Woolley mengatakan jejaring sosial yang melarang Trump kemungkinan akan menghadapi tekanan untuk mengambil tindakan terhadap para pemimpin bergaya serupa yang menyalahgunakan platform tersebut.
"Mereka tidak bisa begitu saja melarang seorang politisi di AS tanpa mengambil tindakan serupa di seluruh dunia," katanya. "Itu akan dianggap memprioritaskan Amerika Serikat dengan cara yang akan dianggap tidak adil."
Larangan Trump adalah langkah besar untuk Twitter, yang digunakan presiden untuk pengumuman kebijakan dan untuk terhubung dengan lebih dari 80 juta pengikutnya.

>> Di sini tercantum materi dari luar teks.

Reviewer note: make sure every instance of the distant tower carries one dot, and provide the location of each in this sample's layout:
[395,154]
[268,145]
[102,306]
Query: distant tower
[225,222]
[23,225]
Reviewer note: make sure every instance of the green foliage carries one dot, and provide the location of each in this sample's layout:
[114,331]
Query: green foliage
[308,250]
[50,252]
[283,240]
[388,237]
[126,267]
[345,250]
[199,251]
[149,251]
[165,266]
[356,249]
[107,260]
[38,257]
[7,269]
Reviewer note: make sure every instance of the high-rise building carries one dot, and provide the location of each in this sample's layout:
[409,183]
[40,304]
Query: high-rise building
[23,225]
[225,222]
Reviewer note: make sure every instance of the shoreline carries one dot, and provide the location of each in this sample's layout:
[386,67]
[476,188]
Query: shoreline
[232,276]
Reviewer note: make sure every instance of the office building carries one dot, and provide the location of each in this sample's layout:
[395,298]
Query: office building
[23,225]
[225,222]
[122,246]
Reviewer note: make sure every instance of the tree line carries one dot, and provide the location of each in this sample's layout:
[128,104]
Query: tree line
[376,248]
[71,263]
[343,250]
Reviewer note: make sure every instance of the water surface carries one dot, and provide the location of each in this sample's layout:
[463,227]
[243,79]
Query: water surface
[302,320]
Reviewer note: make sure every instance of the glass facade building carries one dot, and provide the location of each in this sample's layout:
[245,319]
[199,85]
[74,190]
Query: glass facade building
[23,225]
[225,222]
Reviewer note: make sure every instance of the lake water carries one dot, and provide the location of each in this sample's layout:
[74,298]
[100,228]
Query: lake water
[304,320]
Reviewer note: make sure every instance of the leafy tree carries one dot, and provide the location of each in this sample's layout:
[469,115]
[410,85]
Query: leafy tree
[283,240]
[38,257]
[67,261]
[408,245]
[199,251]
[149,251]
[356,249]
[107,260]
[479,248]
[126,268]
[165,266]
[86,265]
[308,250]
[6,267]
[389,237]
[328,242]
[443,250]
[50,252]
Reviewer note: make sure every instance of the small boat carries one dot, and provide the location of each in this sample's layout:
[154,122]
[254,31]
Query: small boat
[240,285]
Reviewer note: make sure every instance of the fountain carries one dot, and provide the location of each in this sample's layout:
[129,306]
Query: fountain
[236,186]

Hingga baru-baru ini, platform telah memberi para pemimpin dunia kelonggaran saat menegakkan aturan, dengan memperhatikan bahwa komentar mereka adalah untuk kepentingan publik meskipun mereka menghasut.

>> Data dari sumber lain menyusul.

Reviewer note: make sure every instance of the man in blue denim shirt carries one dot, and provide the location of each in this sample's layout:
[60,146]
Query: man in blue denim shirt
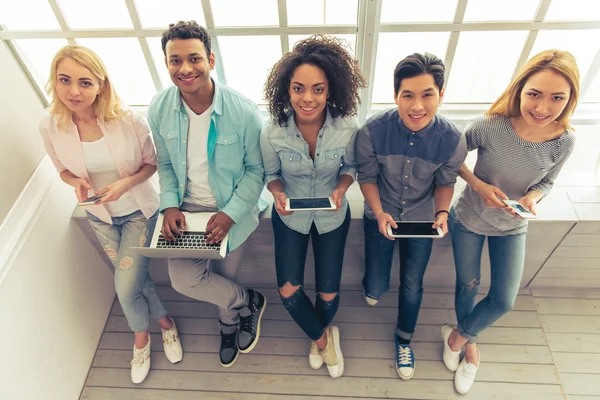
[207,144]
[408,160]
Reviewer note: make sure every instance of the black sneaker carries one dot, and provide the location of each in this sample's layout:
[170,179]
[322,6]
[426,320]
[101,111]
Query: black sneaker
[250,317]
[229,344]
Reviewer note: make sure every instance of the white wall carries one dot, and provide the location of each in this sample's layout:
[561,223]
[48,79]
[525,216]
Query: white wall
[21,147]
[55,289]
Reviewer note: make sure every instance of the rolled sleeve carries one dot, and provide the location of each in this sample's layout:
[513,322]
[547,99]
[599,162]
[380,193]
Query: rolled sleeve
[367,166]
[271,160]
[349,158]
[447,174]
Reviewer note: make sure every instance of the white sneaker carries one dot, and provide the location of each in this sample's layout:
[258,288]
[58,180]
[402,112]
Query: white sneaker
[314,357]
[465,375]
[451,358]
[140,365]
[172,344]
[332,354]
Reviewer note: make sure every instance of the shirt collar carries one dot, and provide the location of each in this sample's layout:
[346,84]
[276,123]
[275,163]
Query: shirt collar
[291,128]
[404,130]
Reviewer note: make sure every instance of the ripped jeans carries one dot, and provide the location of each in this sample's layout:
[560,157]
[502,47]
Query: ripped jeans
[507,258]
[290,259]
[133,284]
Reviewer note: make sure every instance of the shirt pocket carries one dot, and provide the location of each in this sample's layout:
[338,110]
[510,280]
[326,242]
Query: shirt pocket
[333,158]
[291,162]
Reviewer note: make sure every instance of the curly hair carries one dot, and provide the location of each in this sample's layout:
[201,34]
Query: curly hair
[328,53]
[186,30]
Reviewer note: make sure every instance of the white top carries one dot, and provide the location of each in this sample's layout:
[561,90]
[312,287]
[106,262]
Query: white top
[197,190]
[102,172]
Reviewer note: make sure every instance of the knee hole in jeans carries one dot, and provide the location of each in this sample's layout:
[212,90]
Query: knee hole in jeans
[328,297]
[288,290]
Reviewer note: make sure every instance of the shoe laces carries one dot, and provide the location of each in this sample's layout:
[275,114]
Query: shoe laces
[139,357]
[404,355]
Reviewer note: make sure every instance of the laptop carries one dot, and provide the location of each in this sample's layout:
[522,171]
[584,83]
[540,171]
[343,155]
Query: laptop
[192,244]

Pencabutan platform Trump menggarisbawahi kekuatan luar biasa dari segelintir jejaring sosial atas arus informasi, kata Bret Schafer, seorang peneliti dari Alliance for Securing Democracy.

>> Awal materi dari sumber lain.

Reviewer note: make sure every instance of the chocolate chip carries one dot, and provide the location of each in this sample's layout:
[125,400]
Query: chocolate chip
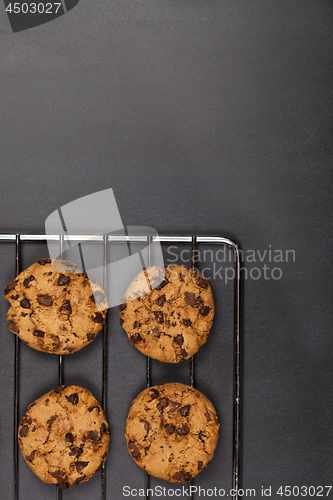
[173,406]
[162,285]
[59,475]
[98,297]
[185,410]
[75,452]
[10,286]
[63,280]
[27,281]
[42,262]
[56,342]
[190,299]
[154,393]
[81,465]
[202,436]
[182,477]
[182,431]
[136,338]
[45,300]
[25,303]
[169,429]
[66,307]
[146,425]
[98,318]
[12,327]
[39,333]
[63,486]
[179,340]
[50,422]
[134,450]
[93,435]
[156,332]
[80,479]
[160,301]
[73,398]
[59,389]
[30,457]
[162,404]
[159,316]
[204,310]
[203,283]
[92,408]
[24,431]
[69,438]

"Salah satu hal yang memaksa mereka untuk bertindak adalah kami melihat retorika presiden memanifestasikan dirinya dalam kekerasan dunia nyata," kata Schafer. "Mungkin di situlah mereka menarik garis."
Namun dia mencatat ketidakkonsistenan dalam menegakkan kebijakan ini di bagian lain dunia, termasuk di rezim otoriter.
"Itu adalah argumen yang sah tentang apakah para pemimpin di beberapa negara ini harus diizinkan untuk memiliki akun ketika warganya tidak, dan tidak dapat mengambil bagian dalam diskusi," kata Schafer.
Perusahaan internet kemungkinan besar akan menghadapi seruan yang meningkat untuk regulasi menyusul gejolak baru-baru ini.
Karen Kornbluh, yang mengepalai inovasi digital dan inisiatif demokrasi di German Marshall Fund, mengatakan setiap perubahan peraturan harus sederhana untuk menghindari pemerintah mengatur pidato online.
Kornbluh mengatakan platform harus memiliki "kode etik" transparan yang membatasi disinformasi dan hasutan untuk kekerasan dan harus dimintai pertanggungjawaban jika mereka gagal untuk memenuhi persyaratan tersebut.
"Saya rasa kami tidak ingin mengatur internet," katanya. "Kami ingin menerapkan perlindungan offline untuk hak individu."
Platform juga dapat menggunakan "pemutus sirkuit" untuk mencegah konten yang meradang menjadi viral, meniru model yang digunakan di Wall Street untuk ayunan ekstrem.
"Kode seharusnya tidak berfokus pada konten tetapi pada praktik," katanya. "Anda tidak ingin pemerintah memutuskan konten."
Schafer mengutip kebutuhan untuk "beberapa pengawasan algoritmik" dari platform untuk memastikan terhadap bias dan amplifikasi konten inflamasi.
Dia mengatakan undang-undang Pasal 230 yang kontroversial tetap penting dalam memungkinkan platform untuk menghapus konten yang tidak pantas, tetapi tetap menantang "untuk memoderasi dengan cara yang melindungi kebebasan berbicara dan kebebasan sipil."
Daniel Kreiss, seorang profesor dan peneliti di Pusat Informasi, Teknologi, dan Kehidupan Publik Universitas Carolina Utara, mengatakan platform utama "harus membangun kembali kebijakan mereka dari bawah ke atas" sebagai akibat dari krisis.